Darul- İslam, İslami hükümlerin uygulandığı ve Müslümanların güvence içinde yaşadıkları yerlerdir.

Darul- Harb ise, İslami hükümlerin uygulanmadığı ve Müslümanların güvencede olmadığı yerlerdir. Bunun alt versiyonları olmakla birlikte hemen hemen hepsi aynı kapıya çıkar.

Bu tespit Hanefilere göredir. Hanefilere göre bir İslam beldesi gayrimüslimlerin işgali yada dindarların dinden çıkıp yönetimi ele geçirmeleri ile yine Darul- Harb olur.

Şafiilere göre ise bir belde Darul- İslam olmuşsa, o belde işgal edilmiş olsa bile yine Darul- İslam olmaktan çıkmaz.

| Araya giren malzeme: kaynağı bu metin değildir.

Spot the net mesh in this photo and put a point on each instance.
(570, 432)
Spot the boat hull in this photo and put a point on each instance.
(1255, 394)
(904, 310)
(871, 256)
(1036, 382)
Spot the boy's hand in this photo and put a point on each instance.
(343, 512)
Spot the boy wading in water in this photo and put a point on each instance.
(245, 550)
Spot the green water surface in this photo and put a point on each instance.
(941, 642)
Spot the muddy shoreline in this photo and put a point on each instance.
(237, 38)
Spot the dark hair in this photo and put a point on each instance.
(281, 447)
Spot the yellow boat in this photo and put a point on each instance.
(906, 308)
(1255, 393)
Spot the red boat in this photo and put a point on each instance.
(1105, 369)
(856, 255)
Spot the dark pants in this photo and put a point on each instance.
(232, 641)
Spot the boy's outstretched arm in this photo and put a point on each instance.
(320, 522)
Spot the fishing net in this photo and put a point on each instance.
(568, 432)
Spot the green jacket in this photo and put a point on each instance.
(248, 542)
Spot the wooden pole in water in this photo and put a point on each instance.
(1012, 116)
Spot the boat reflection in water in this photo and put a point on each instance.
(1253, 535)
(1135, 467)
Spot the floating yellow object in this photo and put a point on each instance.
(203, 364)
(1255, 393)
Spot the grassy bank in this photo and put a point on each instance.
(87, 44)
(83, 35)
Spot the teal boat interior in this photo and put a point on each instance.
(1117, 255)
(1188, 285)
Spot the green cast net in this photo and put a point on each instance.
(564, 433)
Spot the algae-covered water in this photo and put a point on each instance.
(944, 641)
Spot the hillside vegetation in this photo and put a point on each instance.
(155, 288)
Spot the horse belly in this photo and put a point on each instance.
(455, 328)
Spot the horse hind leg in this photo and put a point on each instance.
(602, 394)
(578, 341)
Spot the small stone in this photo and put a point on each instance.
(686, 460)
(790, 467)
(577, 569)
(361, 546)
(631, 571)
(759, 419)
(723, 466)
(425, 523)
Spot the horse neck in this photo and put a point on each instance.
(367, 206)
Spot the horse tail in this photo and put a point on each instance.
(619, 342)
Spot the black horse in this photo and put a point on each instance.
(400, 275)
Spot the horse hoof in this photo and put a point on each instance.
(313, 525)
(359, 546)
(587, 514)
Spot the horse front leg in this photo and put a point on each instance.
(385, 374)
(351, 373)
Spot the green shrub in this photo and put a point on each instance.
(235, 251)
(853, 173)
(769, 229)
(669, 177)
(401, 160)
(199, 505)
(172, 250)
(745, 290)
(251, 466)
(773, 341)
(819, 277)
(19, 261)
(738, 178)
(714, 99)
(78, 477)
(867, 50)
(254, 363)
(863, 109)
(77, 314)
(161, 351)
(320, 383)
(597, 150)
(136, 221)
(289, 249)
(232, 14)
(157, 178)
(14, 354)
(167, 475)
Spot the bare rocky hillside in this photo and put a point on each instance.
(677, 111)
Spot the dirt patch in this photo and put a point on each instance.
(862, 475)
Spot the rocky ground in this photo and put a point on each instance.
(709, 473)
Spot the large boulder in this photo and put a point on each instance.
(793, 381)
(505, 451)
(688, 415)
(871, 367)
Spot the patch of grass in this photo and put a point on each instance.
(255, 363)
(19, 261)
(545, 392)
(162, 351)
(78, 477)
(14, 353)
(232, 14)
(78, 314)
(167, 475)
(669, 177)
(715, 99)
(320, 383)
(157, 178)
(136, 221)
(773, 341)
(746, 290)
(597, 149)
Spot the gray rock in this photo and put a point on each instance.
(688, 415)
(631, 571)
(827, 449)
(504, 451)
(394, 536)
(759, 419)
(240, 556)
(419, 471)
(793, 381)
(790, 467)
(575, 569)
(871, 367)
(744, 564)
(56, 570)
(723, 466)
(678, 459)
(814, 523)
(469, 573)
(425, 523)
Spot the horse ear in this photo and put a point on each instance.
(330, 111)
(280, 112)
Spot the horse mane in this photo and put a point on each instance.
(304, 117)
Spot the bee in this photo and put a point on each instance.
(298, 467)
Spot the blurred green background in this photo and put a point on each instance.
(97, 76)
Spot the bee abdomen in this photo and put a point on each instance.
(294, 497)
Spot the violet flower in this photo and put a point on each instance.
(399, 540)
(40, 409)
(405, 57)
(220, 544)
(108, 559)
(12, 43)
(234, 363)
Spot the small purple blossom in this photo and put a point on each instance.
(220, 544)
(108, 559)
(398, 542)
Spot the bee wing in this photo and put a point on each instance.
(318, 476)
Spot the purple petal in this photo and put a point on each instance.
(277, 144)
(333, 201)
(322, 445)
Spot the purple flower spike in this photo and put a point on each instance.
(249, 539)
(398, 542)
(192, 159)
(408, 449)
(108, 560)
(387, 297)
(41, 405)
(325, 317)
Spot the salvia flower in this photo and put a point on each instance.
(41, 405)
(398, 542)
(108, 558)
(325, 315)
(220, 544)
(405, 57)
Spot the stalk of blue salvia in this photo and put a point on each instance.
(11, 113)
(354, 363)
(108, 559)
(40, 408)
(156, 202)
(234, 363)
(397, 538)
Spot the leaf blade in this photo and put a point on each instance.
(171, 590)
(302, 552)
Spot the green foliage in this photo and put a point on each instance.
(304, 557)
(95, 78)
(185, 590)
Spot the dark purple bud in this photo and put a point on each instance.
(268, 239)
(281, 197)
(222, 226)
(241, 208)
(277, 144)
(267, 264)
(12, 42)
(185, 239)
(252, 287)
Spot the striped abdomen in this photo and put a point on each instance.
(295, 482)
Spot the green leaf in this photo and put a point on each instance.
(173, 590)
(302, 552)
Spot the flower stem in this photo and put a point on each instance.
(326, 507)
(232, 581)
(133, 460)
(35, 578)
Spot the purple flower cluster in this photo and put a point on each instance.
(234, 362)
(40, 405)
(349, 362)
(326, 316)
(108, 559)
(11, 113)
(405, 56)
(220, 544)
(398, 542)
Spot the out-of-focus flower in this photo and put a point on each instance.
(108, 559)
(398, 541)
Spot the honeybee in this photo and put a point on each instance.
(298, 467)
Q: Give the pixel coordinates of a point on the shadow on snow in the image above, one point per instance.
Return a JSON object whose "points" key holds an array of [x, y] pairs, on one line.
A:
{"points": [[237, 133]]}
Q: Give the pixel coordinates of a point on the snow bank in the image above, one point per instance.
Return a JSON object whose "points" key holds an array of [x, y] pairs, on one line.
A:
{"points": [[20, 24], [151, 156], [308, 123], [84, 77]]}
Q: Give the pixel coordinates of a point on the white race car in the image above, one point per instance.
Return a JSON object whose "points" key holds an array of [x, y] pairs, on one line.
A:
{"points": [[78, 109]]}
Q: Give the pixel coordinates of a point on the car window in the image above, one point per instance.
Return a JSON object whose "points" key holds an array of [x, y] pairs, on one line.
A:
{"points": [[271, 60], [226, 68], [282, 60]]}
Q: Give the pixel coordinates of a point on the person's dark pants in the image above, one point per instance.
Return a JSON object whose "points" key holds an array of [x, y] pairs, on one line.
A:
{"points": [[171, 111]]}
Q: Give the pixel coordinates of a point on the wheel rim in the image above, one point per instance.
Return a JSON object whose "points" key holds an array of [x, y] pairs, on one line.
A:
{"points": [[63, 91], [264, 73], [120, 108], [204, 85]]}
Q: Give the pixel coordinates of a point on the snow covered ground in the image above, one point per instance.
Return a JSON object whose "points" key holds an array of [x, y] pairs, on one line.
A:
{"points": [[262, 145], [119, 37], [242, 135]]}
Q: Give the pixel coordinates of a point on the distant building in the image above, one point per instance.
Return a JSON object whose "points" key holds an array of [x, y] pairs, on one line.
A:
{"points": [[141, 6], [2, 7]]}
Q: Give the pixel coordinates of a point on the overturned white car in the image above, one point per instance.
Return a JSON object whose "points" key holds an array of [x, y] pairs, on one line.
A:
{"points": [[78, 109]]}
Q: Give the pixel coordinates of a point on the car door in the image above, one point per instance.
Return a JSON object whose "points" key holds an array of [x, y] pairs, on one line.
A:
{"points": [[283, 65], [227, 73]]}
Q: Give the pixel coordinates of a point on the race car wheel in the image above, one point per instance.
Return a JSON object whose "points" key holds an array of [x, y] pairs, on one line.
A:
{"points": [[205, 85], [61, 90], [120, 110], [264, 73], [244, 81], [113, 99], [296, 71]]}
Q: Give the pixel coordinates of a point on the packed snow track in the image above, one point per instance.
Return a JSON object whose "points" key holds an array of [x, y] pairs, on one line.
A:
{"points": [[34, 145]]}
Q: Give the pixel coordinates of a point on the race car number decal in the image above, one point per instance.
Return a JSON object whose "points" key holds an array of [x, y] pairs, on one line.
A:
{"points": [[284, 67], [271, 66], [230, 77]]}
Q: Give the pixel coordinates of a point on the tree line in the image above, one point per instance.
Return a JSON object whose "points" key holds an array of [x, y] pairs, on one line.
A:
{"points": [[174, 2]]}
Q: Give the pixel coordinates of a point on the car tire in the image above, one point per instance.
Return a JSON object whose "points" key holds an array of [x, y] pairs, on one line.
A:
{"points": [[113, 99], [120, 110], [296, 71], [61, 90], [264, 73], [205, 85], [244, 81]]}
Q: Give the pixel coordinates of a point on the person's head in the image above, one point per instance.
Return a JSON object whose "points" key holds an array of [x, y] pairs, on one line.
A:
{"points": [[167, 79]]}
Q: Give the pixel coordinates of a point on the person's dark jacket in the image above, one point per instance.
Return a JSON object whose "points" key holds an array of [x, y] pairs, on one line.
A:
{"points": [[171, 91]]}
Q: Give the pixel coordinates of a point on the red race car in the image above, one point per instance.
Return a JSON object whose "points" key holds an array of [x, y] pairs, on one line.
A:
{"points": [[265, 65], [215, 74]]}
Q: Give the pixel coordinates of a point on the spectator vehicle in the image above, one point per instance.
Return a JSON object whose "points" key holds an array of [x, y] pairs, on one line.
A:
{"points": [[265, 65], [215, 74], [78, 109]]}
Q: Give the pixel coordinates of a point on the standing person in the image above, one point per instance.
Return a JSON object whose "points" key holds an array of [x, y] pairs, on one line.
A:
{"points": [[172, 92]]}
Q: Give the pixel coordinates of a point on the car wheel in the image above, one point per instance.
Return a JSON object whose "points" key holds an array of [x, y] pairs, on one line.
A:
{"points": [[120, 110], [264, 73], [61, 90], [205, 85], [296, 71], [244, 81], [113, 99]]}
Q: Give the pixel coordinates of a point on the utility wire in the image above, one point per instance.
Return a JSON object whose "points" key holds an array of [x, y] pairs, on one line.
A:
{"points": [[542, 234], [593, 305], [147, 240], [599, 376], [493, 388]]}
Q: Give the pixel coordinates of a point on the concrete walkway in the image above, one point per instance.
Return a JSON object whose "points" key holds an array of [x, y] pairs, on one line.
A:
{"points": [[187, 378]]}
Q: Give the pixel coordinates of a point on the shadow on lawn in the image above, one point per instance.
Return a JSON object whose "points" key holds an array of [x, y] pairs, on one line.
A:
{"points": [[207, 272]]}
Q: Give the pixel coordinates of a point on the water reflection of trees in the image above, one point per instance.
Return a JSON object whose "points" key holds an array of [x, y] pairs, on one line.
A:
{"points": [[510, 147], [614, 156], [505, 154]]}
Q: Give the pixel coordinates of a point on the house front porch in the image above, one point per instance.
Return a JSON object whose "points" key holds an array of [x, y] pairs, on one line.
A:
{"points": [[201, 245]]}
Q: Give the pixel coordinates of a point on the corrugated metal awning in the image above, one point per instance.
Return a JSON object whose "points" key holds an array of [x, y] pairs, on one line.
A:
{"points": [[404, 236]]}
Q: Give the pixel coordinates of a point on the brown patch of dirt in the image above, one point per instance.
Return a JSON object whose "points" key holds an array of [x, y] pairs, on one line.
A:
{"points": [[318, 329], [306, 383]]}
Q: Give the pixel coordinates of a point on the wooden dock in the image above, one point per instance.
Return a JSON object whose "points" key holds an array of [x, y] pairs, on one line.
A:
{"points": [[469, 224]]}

Bu tespitlerimizden sonra Müslüman'ın hedefini sorgulamamız gerekmektedir.

Bunun için de Müslüman'ın Kur'an ve Hadislere göre vizyon ve misyonunu araştırmamız gerekecektir. Aksi halde, referansları İslam olmayan bir siyasetçi anlayışı dinileştirerek tarihten de koparmış oluruz. Siyasetçiler bazen konjonktürel hareket etmek zorunda kalabilirler. Bizim görevimiz bu işin aslını bilmektir.

Müslüman'ın her alanda yegane referansı İslam olmalıdır.

Gelecek yazıda devam umuduyla selam ve dua ile…[email protected]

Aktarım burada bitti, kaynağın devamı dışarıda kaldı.